Epigenetic dysregulation ultimately leads to changes in the pattern of gene expression so that tumor-promoting genes are activated, while tumor-suppressor genes are silenced. It also leads to a misinterpretation of the histone code, generating changes in the overall chromatin structure, and drives genomic instability, making genes more susceptible to mutation, which further reinforces the development of cancer. It has been found to occur very early in the progression of cancer and, as such, may have an important role in establishing the supportive microenvironment needed for cancer development. Epigenetics also plays a role in development of chemoresistance to existing drugs.

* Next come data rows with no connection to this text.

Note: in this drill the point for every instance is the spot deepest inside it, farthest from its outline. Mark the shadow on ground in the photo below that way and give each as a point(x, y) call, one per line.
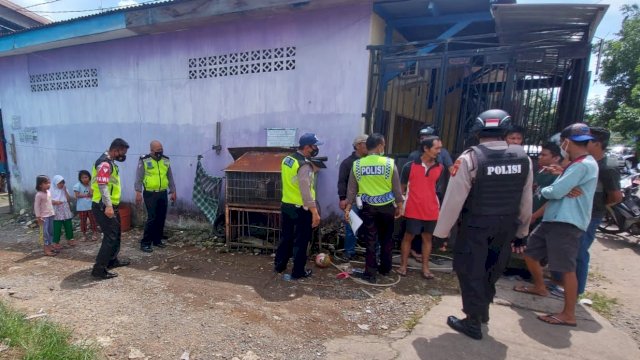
point(620, 241)
point(240, 268)
point(440, 348)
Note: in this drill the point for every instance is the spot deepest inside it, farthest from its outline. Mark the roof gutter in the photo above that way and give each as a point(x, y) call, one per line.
point(165, 17)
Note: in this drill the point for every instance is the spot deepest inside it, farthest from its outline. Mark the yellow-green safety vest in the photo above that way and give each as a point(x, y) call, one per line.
point(374, 174)
point(290, 186)
point(114, 182)
point(155, 173)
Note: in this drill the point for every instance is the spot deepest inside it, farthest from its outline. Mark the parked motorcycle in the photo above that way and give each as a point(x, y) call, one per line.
point(624, 216)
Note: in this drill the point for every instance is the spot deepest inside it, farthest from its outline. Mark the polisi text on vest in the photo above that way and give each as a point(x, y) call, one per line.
point(504, 169)
point(372, 170)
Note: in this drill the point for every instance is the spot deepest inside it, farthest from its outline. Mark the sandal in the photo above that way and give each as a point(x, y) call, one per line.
point(555, 320)
point(401, 272)
point(428, 276)
point(527, 290)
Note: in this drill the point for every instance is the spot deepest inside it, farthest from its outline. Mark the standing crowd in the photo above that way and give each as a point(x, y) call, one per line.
point(490, 198)
point(98, 195)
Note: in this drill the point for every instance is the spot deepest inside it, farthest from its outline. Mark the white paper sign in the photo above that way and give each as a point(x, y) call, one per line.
point(354, 221)
point(281, 137)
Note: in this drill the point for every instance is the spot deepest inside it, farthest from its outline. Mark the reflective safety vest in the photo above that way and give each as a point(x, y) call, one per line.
point(114, 181)
point(155, 173)
point(290, 186)
point(374, 174)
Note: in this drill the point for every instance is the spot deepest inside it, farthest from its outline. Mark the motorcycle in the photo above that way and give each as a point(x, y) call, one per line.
point(624, 216)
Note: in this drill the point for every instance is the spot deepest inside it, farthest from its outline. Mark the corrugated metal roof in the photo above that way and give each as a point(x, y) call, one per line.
point(540, 23)
point(114, 10)
point(256, 161)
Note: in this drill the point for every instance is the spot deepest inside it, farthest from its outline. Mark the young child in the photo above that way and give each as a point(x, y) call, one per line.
point(43, 209)
point(60, 198)
point(84, 194)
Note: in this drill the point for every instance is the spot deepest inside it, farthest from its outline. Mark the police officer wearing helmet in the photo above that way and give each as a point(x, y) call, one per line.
point(376, 182)
point(155, 176)
point(299, 210)
point(491, 185)
point(105, 182)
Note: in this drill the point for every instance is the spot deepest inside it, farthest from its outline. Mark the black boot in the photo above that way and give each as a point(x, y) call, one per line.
point(469, 326)
point(102, 273)
point(485, 315)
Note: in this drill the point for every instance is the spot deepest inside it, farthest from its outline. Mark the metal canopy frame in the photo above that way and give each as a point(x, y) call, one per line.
point(542, 84)
point(533, 62)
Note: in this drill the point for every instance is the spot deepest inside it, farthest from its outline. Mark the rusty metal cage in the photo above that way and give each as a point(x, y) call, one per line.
point(255, 188)
point(253, 192)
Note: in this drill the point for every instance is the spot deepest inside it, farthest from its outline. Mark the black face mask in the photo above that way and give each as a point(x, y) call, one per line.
point(314, 151)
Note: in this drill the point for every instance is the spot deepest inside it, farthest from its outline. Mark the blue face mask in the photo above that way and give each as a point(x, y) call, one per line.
point(563, 151)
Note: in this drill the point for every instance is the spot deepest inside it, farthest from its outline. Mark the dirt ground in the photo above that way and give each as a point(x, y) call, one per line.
point(217, 304)
point(615, 271)
point(209, 302)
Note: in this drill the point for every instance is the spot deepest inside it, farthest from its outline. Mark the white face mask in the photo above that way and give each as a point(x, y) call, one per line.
point(563, 151)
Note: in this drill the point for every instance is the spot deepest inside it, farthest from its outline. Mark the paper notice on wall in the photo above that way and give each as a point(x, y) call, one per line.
point(285, 137)
point(354, 221)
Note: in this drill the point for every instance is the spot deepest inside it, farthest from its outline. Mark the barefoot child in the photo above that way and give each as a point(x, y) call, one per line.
point(60, 198)
point(84, 194)
point(43, 209)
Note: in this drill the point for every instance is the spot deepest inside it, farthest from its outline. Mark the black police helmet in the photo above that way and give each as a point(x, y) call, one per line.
point(491, 123)
point(427, 131)
point(556, 139)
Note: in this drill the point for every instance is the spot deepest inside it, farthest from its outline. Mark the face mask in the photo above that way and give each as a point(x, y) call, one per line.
point(563, 151)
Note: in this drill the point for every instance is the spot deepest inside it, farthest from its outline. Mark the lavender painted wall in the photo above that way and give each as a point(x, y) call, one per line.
point(145, 93)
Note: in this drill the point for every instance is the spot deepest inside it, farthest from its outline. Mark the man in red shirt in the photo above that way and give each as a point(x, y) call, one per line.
point(419, 179)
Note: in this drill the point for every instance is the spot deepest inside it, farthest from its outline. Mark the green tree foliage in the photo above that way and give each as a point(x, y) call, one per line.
point(620, 109)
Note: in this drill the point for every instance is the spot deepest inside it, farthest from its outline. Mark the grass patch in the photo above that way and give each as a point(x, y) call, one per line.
point(412, 322)
point(602, 304)
point(595, 276)
point(40, 339)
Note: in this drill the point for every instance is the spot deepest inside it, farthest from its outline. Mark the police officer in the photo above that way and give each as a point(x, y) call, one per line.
point(359, 151)
point(299, 210)
point(154, 174)
point(376, 182)
point(491, 184)
point(106, 198)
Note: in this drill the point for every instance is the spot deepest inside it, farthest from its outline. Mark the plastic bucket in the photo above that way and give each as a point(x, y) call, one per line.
point(125, 217)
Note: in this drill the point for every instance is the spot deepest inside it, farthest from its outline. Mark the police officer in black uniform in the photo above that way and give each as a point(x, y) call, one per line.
point(491, 185)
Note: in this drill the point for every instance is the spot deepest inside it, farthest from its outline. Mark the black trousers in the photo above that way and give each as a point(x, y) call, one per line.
point(156, 204)
point(295, 234)
point(377, 225)
point(110, 227)
point(481, 254)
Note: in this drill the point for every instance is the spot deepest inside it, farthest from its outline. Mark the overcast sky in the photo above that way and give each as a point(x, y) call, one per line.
point(64, 9)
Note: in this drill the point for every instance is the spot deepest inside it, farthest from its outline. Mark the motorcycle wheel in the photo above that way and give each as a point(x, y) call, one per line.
point(609, 225)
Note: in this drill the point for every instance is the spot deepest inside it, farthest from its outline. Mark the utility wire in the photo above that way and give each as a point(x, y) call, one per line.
point(93, 10)
point(34, 5)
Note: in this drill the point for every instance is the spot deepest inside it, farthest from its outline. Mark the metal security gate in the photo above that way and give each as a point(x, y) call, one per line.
point(543, 87)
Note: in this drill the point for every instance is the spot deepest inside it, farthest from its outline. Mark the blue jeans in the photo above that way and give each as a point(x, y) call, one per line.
point(350, 239)
point(582, 262)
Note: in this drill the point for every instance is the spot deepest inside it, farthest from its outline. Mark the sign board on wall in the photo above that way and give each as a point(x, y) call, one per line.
point(16, 123)
point(281, 137)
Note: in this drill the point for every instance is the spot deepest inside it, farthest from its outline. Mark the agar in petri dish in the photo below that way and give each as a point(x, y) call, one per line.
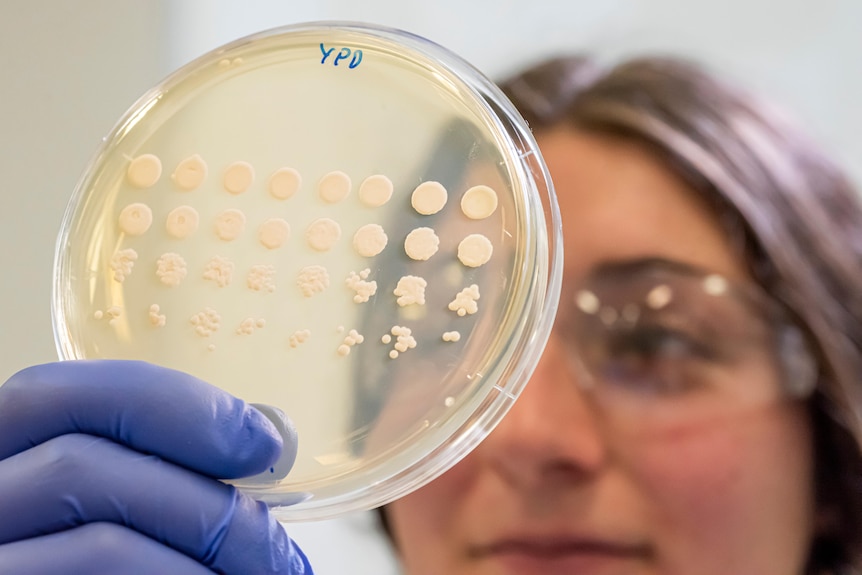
point(357, 312)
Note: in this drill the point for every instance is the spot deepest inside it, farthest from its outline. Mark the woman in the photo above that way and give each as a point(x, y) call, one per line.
point(696, 409)
point(714, 432)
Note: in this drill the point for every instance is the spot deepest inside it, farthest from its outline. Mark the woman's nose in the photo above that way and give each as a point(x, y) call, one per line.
point(551, 436)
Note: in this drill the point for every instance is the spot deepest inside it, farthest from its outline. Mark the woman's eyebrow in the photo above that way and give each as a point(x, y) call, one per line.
point(636, 266)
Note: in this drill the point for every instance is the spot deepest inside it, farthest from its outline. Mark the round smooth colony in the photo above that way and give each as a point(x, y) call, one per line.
point(479, 202)
point(144, 171)
point(190, 173)
point(284, 183)
point(475, 250)
point(334, 187)
point(369, 240)
point(182, 222)
point(429, 198)
point(238, 177)
point(375, 191)
point(273, 233)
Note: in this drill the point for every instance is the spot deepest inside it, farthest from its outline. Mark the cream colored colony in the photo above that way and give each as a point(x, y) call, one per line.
point(321, 235)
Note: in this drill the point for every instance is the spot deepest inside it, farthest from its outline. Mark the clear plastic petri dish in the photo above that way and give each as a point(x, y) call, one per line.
point(341, 221)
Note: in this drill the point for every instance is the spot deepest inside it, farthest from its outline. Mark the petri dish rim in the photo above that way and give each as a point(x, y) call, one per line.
point(541, 266)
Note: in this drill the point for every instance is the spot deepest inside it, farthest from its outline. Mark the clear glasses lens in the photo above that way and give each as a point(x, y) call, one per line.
point(674, 345)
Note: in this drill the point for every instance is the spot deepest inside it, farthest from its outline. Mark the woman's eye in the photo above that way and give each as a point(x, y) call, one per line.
point(651, 358)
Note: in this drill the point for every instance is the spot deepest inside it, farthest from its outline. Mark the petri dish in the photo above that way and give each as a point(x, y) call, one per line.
point(345, 222)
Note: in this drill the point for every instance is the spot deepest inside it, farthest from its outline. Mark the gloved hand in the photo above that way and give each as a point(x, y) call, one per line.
point(109, 466)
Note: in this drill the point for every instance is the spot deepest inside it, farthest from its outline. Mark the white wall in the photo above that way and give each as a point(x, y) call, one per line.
point(71, 69)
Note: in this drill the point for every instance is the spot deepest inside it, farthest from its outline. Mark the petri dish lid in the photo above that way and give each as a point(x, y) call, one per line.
point(345, 222)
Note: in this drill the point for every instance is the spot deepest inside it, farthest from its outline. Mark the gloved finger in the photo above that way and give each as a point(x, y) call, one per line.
point(77, 479)
point(96, 549)
point(149, 408)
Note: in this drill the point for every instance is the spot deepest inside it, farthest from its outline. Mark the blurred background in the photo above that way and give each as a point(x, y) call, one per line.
point(71, 69)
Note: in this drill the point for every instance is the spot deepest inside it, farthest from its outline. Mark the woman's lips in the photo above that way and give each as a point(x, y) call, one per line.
point(566, 555)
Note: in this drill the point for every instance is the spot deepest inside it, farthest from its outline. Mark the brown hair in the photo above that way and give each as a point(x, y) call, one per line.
point(795, 215)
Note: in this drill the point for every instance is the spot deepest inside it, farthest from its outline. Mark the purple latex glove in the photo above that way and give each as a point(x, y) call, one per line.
point(111, 467)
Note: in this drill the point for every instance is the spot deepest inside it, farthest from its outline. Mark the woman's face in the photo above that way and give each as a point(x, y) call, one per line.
point(558, 489)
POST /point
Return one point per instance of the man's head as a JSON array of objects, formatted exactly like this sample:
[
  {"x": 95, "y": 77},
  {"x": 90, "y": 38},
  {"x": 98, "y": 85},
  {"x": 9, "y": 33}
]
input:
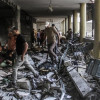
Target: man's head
[{"x": 14, "y": 30}]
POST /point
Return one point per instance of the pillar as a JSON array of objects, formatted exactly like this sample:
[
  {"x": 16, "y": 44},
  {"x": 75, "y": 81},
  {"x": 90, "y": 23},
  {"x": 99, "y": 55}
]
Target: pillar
[
  {"x": 97, "y": 30},
  {"x": 18, "y": 16},
  {"x": 69, "y": 21},
  {"x": 66, "y": 24},
  {"x": 75, "y": 22},
  {"x": 82, "y": 21}
]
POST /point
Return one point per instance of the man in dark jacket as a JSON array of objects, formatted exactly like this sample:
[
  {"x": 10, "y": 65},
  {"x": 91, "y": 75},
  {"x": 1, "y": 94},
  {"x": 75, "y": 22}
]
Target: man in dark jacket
[{"x": 22, "y": 56}]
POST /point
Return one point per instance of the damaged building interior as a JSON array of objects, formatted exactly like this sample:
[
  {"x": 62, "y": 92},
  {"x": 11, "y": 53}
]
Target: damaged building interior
[{"x": 49, "y": 49}]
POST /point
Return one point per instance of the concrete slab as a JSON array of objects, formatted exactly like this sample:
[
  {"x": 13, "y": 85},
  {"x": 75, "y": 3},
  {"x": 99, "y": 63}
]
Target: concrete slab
[{"x": 79, "y": 82}]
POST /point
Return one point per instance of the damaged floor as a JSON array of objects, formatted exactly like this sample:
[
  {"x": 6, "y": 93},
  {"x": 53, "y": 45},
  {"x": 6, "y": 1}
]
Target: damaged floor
[{"x": 66, "y": 80}]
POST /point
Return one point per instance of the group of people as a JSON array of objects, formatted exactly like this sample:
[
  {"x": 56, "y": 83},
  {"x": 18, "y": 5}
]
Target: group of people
[{"x": 18, "y": 44}]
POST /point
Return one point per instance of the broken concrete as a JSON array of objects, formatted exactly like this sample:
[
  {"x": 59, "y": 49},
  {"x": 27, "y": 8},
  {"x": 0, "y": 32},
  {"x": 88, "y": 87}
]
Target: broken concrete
[
  {"x": 80, "y": 84},
  {"x": 24, "y": 83}
]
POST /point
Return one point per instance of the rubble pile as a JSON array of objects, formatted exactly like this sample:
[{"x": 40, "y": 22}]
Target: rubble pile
[{"x": 66, "y": 80}]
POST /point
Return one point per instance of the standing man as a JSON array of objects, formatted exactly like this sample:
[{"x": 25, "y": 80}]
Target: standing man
[
  {"x": 51, "y": 33},
  {"x": 22, "y": 56}
]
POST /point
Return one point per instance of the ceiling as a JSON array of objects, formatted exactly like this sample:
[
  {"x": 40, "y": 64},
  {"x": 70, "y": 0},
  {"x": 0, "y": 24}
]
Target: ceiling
[{"x": 39, "y": 8}]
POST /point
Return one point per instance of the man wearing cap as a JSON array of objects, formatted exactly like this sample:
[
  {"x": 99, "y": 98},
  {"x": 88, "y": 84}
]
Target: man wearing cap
[
  {"x": 22, "y": 56},
  {"x": 51, "y": 33}
]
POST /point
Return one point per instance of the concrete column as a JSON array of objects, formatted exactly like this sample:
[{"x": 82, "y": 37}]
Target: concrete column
[
  {"x": 97, "y": 30},
  {"x": 66, "y": 24},
  {"x": 82, "y": 21},
  {"x": 69, "y": 21},
  {"x": 18, "y": 15},
  {"x": 75, "y": 22}
]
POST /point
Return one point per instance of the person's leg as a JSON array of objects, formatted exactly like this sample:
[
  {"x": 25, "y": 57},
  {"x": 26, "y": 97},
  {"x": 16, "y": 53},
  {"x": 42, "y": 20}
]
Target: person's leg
[
  {"x": 50, "y": 55},
  {"x": 51, "y": 50},
  {"x": 17, "y": 64},
  {"x": 28, "y": 65}
]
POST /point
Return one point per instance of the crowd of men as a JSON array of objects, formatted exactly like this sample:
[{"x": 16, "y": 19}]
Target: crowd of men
[{"x": 18, "y": 45}]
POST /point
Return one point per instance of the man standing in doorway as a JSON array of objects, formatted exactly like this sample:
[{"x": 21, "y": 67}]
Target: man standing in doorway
[
  {"x": 22, "y": 56},
  {"x": 50, "y": 33}
]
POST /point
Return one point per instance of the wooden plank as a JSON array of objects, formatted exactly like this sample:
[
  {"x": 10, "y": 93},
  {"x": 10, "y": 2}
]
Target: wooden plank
[{"x": 79, "y": 82}]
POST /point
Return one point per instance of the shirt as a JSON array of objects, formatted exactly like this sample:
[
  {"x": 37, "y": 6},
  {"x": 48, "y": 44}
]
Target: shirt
[{"x": 20, "y": 41}]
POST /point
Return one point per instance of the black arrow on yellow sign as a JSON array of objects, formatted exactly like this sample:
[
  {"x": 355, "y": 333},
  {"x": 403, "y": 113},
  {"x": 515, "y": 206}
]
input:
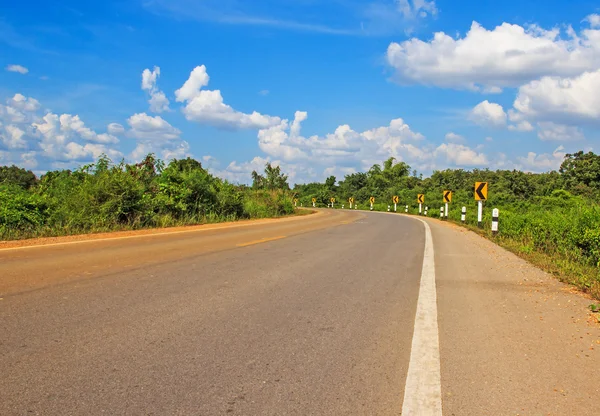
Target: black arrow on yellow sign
[
  {"x": 448, "y": 196},
  {"x": 481, "y": 191}
]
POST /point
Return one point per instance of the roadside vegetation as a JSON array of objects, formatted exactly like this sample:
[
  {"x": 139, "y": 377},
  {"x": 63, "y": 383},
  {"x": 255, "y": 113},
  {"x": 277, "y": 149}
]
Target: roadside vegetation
[
  {"x": 551, "y": 219},
  {"x": 105, "y": 196}
]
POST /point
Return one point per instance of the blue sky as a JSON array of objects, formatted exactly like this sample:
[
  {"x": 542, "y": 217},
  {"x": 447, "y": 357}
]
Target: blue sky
[{"x": 320, "y": 87}]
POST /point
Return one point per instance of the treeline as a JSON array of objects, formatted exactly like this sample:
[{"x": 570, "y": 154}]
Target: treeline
[
  {"x": 554, "y": 215},
  {"x": 104, "y": 196},
  {"x": 579, "y": 175}
]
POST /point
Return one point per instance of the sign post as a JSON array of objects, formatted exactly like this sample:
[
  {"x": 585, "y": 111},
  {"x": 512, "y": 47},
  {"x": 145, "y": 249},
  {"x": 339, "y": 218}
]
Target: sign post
[
  {"x": 447, "y": 200},
  {"x": 481, "y": 189},
  {"x": 495, "y": 213},
  {"x": 421, "y": 201}
]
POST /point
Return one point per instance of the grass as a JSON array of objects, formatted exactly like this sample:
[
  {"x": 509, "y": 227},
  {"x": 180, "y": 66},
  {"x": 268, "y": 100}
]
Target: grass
[{"x": 558, "y": 235}]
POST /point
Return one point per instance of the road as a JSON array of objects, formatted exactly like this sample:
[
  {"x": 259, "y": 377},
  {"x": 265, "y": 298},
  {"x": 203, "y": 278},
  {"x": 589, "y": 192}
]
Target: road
[{"x": 336, "y": 313}]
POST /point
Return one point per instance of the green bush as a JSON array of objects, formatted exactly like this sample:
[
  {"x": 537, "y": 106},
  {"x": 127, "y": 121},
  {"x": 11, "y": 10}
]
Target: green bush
[{"x": 103, "y": 196}]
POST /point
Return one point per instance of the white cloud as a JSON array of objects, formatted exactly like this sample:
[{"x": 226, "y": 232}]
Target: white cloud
[
  {"x": 593, "y": 20},
  {"x": 521, "y": 126},
  {"x": 144, "y": 126},
  {"x": 115, "y": 129},
  {"x": 191, "y": 88},
  {"x": 454, "y": 138},
  {"x": 534, "y": 162},
  {"x": 488, "y": 60},
  {"x": 156, "y": 135},
  {"x": 411, "y": 9},
  {"x": 567, "y": 100},
  {"x": 17, "y": 68},
  {"x": 20, "y": 102},
  {"x": 344, "y": 147},
  {"x": 158, "y": 100},
  {"x": 488, "y": 114},
  {"x": 59, "y": 136},
  {"x": 558, "y": 132},
  {"x": 13, "y": 137},
  {"x": 69, "y": 123},
  {"x": 460, "y": 155},
  {"x": 206, "y": 106}
]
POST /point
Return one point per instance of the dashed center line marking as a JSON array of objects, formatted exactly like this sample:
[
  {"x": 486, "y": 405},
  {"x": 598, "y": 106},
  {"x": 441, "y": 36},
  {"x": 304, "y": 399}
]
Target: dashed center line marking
[
  {"x": 423, "y": 390},
  {"x": 262, "y": 240}
]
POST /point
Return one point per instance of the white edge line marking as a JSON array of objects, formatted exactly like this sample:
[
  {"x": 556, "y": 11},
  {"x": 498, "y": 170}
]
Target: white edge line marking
[
  {"x": 158, "y": 234},
  {"x": 423, "y": 390}
]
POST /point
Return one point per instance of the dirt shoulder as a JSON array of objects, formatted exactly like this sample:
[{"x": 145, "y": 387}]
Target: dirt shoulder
[{"x": 150, "y": 231}]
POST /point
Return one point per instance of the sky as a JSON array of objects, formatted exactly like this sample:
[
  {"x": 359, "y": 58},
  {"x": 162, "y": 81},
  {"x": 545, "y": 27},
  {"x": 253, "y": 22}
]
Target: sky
[{"x": 320, "y": 88}]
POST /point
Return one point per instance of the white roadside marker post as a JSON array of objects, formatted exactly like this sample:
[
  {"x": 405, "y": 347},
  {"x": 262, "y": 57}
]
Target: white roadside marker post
[{"x": 495, "y": 214}]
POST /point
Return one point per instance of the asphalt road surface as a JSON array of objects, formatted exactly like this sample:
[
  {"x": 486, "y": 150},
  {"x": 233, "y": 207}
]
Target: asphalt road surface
[{"x": 336, "y": 313}]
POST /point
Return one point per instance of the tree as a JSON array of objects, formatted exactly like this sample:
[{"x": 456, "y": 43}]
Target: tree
[
  {"x": 580, "y": 170},
  {"x": 258, "y": 181},
  {"x": 330, "y": 183},
  {"x": 274, "y": 178},
  {"x": 14, "y": 175}
]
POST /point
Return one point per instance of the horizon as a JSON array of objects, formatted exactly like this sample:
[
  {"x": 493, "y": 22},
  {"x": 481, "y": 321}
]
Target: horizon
[{"x": 318, "y": 89}]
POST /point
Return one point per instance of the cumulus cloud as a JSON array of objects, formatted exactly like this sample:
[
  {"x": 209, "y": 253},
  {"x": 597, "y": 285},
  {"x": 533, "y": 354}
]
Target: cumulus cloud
[
  {"x": 534, "y": 162},
  {"x": 488, "y": 114},
  {"x": 416, "y": 8},
  {"x": 156, "y": 135},
  {"x": 158, "y": 100},
  {"x": 144, "y": 126},
  {"x": 549, "y": 131},
  {"x": 17, "y": 68},
  {"x": 208, "y": 107},
  {"x": 593, "y": 20},
  {"x": 115, "y": 129},
  {"x": 460, "y": 155},
  {"x": 567, "y": 100},
  {"x": 30, "y": 137},
  {"x": 343, "y": 147},
  {"x": 488, "y": 60},
  {"x": 454, "y": 138},
  {"x": 60, "y": 136}
]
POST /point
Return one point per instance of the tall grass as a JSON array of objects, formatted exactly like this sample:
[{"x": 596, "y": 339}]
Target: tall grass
[{"x": 104, "y": 197}]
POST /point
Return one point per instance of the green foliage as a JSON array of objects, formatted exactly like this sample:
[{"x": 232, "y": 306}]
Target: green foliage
[
  {"x": 20, "y": 177},
  {"x": 273, "y": 179},
  {"x": 104, "y": 196},
  {"x": 555, "y": 213}
]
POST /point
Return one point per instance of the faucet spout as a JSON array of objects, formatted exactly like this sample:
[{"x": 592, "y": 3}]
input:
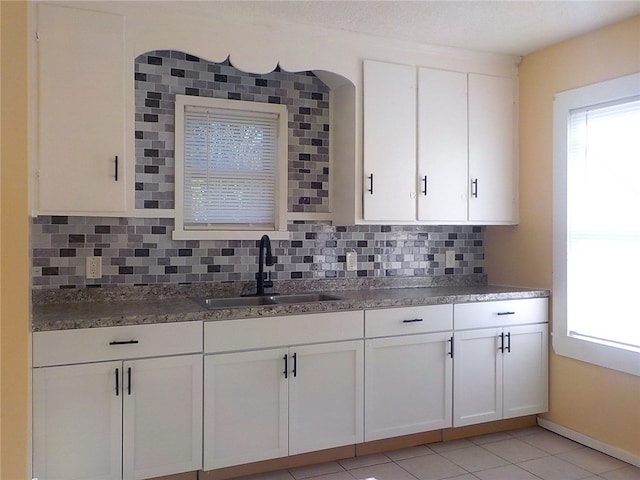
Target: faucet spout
[{"x": 265, "y": 257}]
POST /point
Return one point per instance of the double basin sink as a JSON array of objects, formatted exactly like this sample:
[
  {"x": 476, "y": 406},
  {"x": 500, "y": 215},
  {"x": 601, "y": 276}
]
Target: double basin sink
[{"x": 265, "y": 300}]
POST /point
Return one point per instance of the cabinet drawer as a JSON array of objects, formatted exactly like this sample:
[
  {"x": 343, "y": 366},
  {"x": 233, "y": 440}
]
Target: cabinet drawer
[
  {"x": 61, "y": 347},
  {"x": 406, "y": 320},
  {"x": 266, "y": 332},
  {"x": 500, "y": 313}
]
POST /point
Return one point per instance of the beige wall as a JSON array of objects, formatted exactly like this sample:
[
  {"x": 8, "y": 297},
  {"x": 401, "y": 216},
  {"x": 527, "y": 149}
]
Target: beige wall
[
  {"x": 600, "y": 403},
  {"x": 14, "y": 243}
]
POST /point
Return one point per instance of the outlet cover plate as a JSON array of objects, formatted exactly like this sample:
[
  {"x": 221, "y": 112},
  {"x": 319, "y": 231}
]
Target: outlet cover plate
[
  {"x": 450, "y": 259},
  {"x": 352, "y": 261},
  {"x": 93, "y": 267}
]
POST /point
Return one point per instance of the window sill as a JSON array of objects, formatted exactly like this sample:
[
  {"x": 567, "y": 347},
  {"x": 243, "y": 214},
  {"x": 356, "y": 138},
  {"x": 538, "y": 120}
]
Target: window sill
[{"x": 625, "y": 360}]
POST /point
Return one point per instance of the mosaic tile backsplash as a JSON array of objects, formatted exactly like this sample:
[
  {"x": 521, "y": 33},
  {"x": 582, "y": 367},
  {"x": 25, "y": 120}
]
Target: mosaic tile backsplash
[
  {"x": 138, "y": 251},
  {"x": 160, "y": 75}
]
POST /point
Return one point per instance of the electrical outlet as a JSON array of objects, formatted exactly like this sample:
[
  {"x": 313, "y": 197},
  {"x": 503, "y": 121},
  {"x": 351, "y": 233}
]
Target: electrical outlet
[
  {"x": 352, "y": 261},
  {"x": 93, "y": 267},
  {"x": 450, "y": 259}
]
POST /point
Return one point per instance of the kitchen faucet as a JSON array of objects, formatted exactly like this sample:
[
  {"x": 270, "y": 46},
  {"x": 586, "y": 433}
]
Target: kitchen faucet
[{"x": 265, "y": 257}]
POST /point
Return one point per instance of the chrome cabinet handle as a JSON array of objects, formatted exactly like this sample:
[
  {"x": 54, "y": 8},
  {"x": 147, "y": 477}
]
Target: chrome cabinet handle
[
  {"x": 295, "y": 365},
  {"x": 286, "y": 365}
]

Given the significant role that has been uncovered for epigenetic modifications in cancer development, there has been a substantial amount of interest in exploiting this role to restore a “normal” epigenetic landscape via epigenetic-targeted therapeutics.
Thus far, clinical success with epigenetic therapy has been limited to agents targeting the chromatin-modifying enzymes. Several agents are approved by the FDA for treatment of hematologic malignancies, including two DNMT inhibitors and two HDAC inhibitors (Table 1). A number of phase II and III trials are also under way with these agents in a variety of cancer types.
There are two general types of HDAC inhibitors: pan inhibitors that are broad-acting, and inhibitors that target a specific class of HDAC enzyme. For example, vorinostat is a pan inhibitor, while romidepsin is a class I-specific drug. More HDAC inhibitors are in clinical trials than any other class of epigenetic agent (Table 2).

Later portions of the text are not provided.